Я заерзал на тростниковом сиденье, пытаясь сесть поудобнее. Кабинет был чистый, простой, всей своей обстановкой он как бы открещивался от тех грязных дел, что, очевидно, творились — в калейдоскопе комплексных алломорфов — в камерах и комнатах для допросов за задернутой пластиковой занавеской. Было слышно, как кого-то рвет и как кто-то орет на него, угрожая новым насилием, если тот немедленно не прекратит. Еще дальше несколько человек пели хором какой-то, кажется, гимн — не пьяно, а очень торжественно и серьезно. Палка ритмично постукивала по столешнице, аккомпанируя угрожающим односложным словам. Откуда-то робко просачивался слабый фекальный душок. Я спросил:
— А можно мне сигарету?
— Конечно, конечно. Предпочитаешь какую-то особую марку? Турецкую с опиумом? С мескалином? С лечебной смесью от астмы?
Последний удар попал в самую точку. Дышал я с трудом: набирал в легкие воздух, но каждый раз мне не хватало какой-то малости, чтобы как следует продышаться. Я сказал:
— Предпочту «Синджантин».
— Простите, сэр, нет в наличии, — сказал инспектор с самым серьезным видом. Рты констеблей расплылись в ухмылке; пустые черные глаза порицали веселье, как сам закон. — Видишь ли, мы тут не любим оружие, — продолжал инспектор. — Особенно в руках у простых обывателей и особенно — у чужестранцев. Почему правду не говоришь?

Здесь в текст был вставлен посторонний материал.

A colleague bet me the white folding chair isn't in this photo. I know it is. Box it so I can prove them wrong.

Я говорил правду. Как и всякая правда, она звучала неправдоподобно. Инспектор сказал:
— Теперь что касается твоего выступления на рынке. Иностранцам у нас запрещается работать за деньги без официального разрешения, каковое запрашивается заранее. Так что, сынок, у тебя целый букет неприятностей.

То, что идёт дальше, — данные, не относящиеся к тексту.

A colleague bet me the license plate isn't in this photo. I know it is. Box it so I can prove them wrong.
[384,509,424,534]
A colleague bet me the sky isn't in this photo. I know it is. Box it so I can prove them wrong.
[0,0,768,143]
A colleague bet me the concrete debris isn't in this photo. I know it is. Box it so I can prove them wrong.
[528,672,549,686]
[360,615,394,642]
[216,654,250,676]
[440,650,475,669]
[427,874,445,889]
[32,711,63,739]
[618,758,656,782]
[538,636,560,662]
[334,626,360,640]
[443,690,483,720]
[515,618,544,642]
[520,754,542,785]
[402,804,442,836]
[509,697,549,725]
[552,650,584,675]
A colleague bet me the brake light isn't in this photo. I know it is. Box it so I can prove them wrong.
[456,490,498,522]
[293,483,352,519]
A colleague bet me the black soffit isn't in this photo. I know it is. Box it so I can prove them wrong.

— Я не знал. Мне никто не рассказывал о здешних законах.
— О законах никто никому не рассказывает. Закон считает само собой разумеющимся, что закон знают все.
— Прошу прощения.
Инспектор опять посмотрел на все то, что патрульные выгребли у меня из карманов при обыске, и сказал:
— Каститские доллары, заработанные незаконно. Их нам придется изъять. А вот тут, в этой вырезке, кажется, говорится о какой-то грязной книжонке. И чего ты ее с собой носишь?
Это была рецензия из «Видда» на книгу прелестницы Карлотты. Я сказал:
— Я однажды встречался с автором.
— Правда? Дела кругом плохи, да?
— Непонятно только почему.
Инспектор тут же оживился, хотя и беспристрастно и как-то даже отстраненно, как будто я просто подал ему реплику в драматическом диалоге, предусмотренную сценарием. Он отодвинулся от стола, отчего ножки стула проехались по линолеуму с пронзительным скрипом, встал, выпрямился в полный рост, внушительный и огромный в глубине сцены, как бы обрамленной двумя констеблями, превратившимися в кариатиды на авансцене. Инспектор принялся расхаживать взад-вперед, заложив руки за спину.

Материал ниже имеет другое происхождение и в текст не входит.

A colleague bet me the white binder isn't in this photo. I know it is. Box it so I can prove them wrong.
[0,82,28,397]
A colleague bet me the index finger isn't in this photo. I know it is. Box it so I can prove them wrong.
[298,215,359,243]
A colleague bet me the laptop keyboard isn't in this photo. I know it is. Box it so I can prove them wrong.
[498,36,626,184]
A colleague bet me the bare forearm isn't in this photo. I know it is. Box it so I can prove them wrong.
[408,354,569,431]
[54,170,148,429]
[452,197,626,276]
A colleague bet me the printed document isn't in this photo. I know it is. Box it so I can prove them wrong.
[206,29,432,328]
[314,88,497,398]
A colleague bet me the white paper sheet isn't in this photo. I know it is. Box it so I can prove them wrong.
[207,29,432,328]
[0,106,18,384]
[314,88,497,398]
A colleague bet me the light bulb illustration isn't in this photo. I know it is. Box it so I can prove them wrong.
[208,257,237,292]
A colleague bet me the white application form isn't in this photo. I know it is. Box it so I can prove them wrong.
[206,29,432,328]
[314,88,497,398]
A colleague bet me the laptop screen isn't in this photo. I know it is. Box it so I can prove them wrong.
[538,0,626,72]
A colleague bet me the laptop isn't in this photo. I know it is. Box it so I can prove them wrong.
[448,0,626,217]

— Значит, тебе непонятно почему? Непонятно тебе, да? Я могу объяснить, очень даже могу объяснить почему, вот уж действительно — почему. Почему, почему, почему, Бог свидетель, я так могу icsplijcari, если ты понимаешь по-нашему, это твое «почему», что у тебя в словаре не останется вообще никаких «почему», дружочек. Как тебе такой вариант, а? Почему, почему, почему в самом деле?
Он дошел до центра комнаты, вернулся к своему столу, оперся ладонями о столешницу, отчего мышцы у него на руках рельефно напряглись, и нахмурился, глядя с большой высоты на вырезку из «Видда».
— Во-первых, слишком много китайщины, — заявил он. — Что у тебя общего с этими китаезами?
Странно, что он это сказал. Я ответил:
— Предполагается, что я должен жениться на некоей мисс Ань. В каком-то смысле от этого я и пытаюсь сбежать.
— Ага, и она как-то связана с мисс Ту Кань и теми китайскими сигаретами, которые ты просил?
— «Синджантин». Они корейские, не китайские. А хозяйка отеля «Батавия» (а вы, случайно, не знаете, как, черт возьми, мне теперь расплатиться за номер, если вы отобрали все мои деньги?) курит «Джи Сэм Со».
— Ту кань син джан тин джи сэм со. Все одно к одному, разве нет?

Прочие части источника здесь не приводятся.